I bought a hybrid AMD/Nvidia laptop in 2021, installed Arch, the Nvidia dkms driver and flatpak steam and everything I wanted to play just worked. Getting gaming up and running is so much easier now thanks to valve’s work on proton.
You are not the ppl that calls just windows a PC are you? Cause I just refuse, my personal computer is my PC, and fuck Microsoft and they attempt to kidnap my PC
From what I remember Linux does t like writing to NTFS formatted partitions, that was the case a few years ago, but maybe that changes since the new NTFS code was merged into the kernel “recently”.
@Silejonu@Natal@pete_the_cat then, how is it that usb keys and drives work with both windows and linux, once they have been formatted? Is there a different filesystem involved in that case? I, for one, didn't have issues writing on a USB drive, is that an uncommon scenario?
Reading/writing multimedia files (videos, pictures, audio, text documents...) on an NTFS partition works without issues. The issue arises when using one as a system partition (to install video games on, or worse, the whole Linux install). I don't know exactly what's causing issues, but my guess is metadata/permissions get messed up on NTFS when used on Linux.
What is it you want to know? “why do you use Linux” seems like it assumes something about what you might want to know.
Like, why Linux and not MacOS/Windows? Or, what are the Linux specific stuff you use it for? And when you say “Linux”, I’m sure you don’t mean the kernel, but likely Linux kernel + some package manager + some window manager?
The answer to a lot of these things are true statements for me, but will come across as incredulous. They are:
Gnome is a more consistent user experience over both MacOS and Windows. Gnome 9/10, MacOS 4/10, W11 3/10.
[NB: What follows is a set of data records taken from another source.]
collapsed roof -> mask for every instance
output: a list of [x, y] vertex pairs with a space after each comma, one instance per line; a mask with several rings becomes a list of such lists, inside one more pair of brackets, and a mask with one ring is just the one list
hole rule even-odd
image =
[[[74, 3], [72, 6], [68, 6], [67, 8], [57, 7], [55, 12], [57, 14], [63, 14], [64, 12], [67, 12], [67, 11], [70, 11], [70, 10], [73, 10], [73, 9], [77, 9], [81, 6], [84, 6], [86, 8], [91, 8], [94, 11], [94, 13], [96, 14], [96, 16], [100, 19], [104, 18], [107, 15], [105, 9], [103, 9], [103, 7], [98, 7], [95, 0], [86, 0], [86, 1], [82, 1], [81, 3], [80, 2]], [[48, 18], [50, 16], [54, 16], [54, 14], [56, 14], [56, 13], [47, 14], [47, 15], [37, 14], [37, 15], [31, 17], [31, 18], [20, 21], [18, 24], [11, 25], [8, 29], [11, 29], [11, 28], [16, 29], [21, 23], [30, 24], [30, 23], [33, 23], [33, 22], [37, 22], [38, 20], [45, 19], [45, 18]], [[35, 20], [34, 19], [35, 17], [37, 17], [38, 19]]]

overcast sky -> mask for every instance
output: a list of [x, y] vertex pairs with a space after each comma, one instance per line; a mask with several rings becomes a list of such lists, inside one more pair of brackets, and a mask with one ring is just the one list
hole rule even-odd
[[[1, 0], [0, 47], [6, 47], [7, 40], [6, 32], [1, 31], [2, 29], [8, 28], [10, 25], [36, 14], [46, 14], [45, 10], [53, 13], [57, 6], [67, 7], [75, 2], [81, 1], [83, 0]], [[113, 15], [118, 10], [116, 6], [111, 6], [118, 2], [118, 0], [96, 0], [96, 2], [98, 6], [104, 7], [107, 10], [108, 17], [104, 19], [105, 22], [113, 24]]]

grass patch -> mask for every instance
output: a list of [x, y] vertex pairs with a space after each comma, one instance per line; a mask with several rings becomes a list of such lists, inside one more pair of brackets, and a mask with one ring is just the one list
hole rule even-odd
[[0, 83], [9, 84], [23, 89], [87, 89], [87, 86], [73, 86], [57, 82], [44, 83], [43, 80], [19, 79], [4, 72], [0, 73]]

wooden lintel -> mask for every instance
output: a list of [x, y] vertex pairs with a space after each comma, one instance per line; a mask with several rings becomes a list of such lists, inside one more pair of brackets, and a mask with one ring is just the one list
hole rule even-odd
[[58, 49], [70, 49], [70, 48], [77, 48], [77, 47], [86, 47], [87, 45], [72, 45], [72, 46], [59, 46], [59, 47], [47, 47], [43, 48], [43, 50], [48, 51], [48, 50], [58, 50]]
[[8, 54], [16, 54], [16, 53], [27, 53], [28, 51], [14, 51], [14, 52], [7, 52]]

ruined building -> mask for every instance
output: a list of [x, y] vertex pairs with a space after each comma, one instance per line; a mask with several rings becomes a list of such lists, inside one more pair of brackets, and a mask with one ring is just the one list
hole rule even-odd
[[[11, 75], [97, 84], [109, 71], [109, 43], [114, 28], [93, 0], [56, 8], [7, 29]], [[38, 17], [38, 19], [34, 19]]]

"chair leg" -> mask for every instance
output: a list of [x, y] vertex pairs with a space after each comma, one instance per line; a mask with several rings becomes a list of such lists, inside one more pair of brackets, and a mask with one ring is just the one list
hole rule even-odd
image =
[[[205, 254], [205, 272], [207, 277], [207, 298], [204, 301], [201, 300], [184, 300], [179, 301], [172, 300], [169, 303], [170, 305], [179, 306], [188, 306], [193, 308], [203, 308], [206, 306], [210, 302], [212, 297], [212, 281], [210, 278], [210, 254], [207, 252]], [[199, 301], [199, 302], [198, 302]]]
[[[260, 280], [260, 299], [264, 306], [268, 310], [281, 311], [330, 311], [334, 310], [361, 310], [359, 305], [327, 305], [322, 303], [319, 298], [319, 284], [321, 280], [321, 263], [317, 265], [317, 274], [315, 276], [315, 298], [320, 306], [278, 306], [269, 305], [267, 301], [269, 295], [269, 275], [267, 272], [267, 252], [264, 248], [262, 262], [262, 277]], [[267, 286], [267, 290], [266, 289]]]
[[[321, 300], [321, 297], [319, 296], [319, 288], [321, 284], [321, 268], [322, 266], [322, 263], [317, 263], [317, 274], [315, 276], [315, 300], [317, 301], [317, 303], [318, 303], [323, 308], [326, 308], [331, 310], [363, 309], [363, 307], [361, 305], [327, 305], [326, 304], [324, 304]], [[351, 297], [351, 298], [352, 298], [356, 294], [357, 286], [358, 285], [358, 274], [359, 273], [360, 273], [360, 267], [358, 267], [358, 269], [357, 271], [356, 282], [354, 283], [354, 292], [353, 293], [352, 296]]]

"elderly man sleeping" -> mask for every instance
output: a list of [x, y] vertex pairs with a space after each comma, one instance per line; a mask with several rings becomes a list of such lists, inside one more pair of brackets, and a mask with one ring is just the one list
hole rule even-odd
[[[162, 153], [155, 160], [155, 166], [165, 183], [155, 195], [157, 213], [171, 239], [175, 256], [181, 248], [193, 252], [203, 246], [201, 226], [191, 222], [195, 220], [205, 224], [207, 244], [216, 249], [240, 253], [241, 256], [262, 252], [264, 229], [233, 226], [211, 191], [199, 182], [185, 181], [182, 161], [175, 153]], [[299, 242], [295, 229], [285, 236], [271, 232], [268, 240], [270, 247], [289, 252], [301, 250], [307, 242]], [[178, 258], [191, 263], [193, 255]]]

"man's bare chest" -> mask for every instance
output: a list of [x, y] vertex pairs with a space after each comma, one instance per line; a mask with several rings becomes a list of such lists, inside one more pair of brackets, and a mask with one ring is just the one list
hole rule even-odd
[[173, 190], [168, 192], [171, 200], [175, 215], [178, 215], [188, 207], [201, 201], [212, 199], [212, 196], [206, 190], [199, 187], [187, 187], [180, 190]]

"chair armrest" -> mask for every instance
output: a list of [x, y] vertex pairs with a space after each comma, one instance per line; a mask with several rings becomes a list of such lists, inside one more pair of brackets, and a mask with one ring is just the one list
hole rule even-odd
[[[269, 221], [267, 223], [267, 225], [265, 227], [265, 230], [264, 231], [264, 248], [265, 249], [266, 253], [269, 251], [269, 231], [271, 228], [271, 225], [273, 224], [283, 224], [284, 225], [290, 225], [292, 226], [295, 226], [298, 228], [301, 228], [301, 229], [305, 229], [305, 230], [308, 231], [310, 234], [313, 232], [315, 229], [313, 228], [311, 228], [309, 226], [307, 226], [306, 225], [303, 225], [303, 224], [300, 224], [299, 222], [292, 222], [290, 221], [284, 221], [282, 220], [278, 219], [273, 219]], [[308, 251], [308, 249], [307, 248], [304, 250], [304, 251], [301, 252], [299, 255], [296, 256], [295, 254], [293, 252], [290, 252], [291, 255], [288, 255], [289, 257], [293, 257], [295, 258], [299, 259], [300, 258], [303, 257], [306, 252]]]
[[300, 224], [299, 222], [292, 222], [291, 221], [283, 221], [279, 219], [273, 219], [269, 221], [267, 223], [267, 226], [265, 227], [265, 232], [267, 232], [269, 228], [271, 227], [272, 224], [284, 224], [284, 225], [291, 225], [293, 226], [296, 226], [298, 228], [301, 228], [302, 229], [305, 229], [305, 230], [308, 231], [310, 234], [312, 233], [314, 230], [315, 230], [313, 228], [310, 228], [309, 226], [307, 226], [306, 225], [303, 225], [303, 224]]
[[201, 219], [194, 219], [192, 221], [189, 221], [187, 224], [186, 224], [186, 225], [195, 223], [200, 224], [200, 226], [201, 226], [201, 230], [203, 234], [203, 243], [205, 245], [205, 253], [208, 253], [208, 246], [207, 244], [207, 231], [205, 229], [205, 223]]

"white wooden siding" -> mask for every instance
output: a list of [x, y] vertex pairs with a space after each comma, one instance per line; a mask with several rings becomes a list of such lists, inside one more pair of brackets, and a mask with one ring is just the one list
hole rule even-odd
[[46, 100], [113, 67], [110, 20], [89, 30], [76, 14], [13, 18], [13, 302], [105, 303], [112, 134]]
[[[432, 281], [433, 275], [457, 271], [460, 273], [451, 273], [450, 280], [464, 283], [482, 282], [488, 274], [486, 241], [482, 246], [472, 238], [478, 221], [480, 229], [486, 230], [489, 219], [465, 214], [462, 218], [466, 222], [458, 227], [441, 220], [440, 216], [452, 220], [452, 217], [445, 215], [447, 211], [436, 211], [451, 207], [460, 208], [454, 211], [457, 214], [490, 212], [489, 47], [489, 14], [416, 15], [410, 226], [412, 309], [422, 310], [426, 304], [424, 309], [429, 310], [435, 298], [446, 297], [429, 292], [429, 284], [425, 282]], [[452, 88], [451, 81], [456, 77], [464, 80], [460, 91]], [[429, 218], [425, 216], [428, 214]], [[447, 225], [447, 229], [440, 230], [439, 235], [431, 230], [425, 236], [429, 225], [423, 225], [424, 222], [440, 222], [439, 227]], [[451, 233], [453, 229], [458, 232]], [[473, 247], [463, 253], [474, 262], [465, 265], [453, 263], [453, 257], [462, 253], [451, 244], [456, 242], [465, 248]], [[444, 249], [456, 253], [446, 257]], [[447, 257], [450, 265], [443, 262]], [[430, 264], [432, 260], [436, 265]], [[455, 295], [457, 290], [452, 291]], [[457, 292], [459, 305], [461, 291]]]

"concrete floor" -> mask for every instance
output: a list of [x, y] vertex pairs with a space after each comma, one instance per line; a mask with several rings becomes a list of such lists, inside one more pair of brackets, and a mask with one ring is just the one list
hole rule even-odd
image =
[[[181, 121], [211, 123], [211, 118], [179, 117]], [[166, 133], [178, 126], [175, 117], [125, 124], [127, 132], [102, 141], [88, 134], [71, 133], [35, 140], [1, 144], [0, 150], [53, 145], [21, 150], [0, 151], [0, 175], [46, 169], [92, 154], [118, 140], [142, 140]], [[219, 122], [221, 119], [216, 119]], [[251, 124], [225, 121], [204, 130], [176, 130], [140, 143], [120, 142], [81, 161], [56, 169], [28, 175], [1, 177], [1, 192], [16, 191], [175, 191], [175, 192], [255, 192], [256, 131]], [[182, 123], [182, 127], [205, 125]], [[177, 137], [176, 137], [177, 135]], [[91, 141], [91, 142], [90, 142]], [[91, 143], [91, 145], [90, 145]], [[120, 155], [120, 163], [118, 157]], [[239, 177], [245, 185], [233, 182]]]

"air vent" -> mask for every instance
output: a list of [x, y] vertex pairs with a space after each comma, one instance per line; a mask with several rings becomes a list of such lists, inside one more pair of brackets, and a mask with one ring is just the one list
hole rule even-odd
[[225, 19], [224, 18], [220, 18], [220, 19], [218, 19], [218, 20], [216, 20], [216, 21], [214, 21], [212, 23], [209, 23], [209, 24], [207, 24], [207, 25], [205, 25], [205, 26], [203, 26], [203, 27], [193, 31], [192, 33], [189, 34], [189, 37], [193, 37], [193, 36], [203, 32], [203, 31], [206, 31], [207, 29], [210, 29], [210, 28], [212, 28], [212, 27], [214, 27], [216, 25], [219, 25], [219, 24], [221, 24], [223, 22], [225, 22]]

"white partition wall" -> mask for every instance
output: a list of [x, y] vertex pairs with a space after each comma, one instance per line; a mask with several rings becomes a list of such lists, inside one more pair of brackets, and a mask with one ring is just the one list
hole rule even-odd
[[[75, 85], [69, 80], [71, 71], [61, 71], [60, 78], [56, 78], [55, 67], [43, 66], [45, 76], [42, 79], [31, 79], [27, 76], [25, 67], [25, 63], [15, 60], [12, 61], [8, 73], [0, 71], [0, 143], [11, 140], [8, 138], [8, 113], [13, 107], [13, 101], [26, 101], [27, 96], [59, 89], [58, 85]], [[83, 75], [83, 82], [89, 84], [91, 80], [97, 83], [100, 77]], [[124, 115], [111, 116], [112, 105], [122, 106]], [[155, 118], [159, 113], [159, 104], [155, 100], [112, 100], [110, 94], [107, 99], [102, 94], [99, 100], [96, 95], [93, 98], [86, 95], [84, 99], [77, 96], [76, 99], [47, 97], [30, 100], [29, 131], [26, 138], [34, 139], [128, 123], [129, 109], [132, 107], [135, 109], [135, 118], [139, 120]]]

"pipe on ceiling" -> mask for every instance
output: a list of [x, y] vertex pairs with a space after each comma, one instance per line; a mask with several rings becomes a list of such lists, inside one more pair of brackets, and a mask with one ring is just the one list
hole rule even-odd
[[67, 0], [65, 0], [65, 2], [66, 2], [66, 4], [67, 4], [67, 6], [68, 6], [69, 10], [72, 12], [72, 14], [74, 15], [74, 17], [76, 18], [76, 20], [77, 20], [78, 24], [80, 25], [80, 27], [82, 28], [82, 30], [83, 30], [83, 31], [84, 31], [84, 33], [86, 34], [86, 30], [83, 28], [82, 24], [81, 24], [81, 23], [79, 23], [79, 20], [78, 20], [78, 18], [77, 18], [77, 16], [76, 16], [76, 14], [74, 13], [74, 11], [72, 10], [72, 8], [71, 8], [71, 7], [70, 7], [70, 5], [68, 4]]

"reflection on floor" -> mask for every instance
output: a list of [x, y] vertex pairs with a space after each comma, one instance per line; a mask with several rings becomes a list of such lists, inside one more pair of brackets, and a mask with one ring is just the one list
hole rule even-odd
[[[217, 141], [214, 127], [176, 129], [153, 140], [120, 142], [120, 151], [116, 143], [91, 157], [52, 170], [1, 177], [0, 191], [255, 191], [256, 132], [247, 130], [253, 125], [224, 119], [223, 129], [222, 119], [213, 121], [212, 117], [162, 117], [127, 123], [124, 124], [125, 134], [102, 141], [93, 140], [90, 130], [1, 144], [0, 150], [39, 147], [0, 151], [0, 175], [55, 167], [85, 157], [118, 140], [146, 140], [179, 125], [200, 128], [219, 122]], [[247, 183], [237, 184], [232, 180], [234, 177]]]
It is the actual “just works”. (the list is looong)
It’s much more usable for power users.
Are the main ones. I cannot think of a single thing either MacOS or W11 does better, that isn’t “well, you can run X software on it”, which is a fair argument and likely a valid deal breaker for many use cases/professions. But also not really the fault of the OS. And there are many, many reasons why MacOS and W11 are a pain to use.
Even being on Linux isn’t enough for Linux users, now. Gotta have every piece of software they approve of and none of the ones they don’t. On top of it you have to use it for the same reasons, too.
Fucking Christ, you guys make me want to never mention that I use Linux.
I’ll try and keep it short with a bullet list, as I can tend to be long-winded about everything.
Helped recover files on an old laptop in the Win XP days (how I got started).
Breathed new life into older hardware that was too crappy for Windows.
Thought it was neat, novel, fresh, etc.
Free. Why pay for or pirate Windows?
FOSS and, specifically, FOSS alternatives to paid software I’d otherwise have pirated.
Less targeted for malware.
Windows 11 says no to my aging, but plenty capable, computer (the last holdout on Windows til Win 10 hits EOL).
Reasonable, optional telemetry.
Not having to reboot (possibly more than once) during updates.
Fun to learn.
There are some reasons to like Windows, but it’s harder to justify with the direction Microsoft is, and has been, moving.
EDIT: To actually answer your question about Steam and Linux… because I have a Steam account that I’ve had for many, many years with 1000 games that predates me moving to Linux in a more serious capacity. While I could move to GOG (and have), I’m not just going to throw away my game library. But also, Steam working to make gaming more mainstream on Linux is a net positive for Linux in general. That was always the reason many people gave for why they wouldn’t switch - that, and proprietary software that won’t run on anything other than Windows or maybe Mac.
I’m on Ubuntu 22.04 using lutris. I also have my game installed on an ext4 partition. Too many different variables there to try to make any general assumptions on why it isn’t launching for them.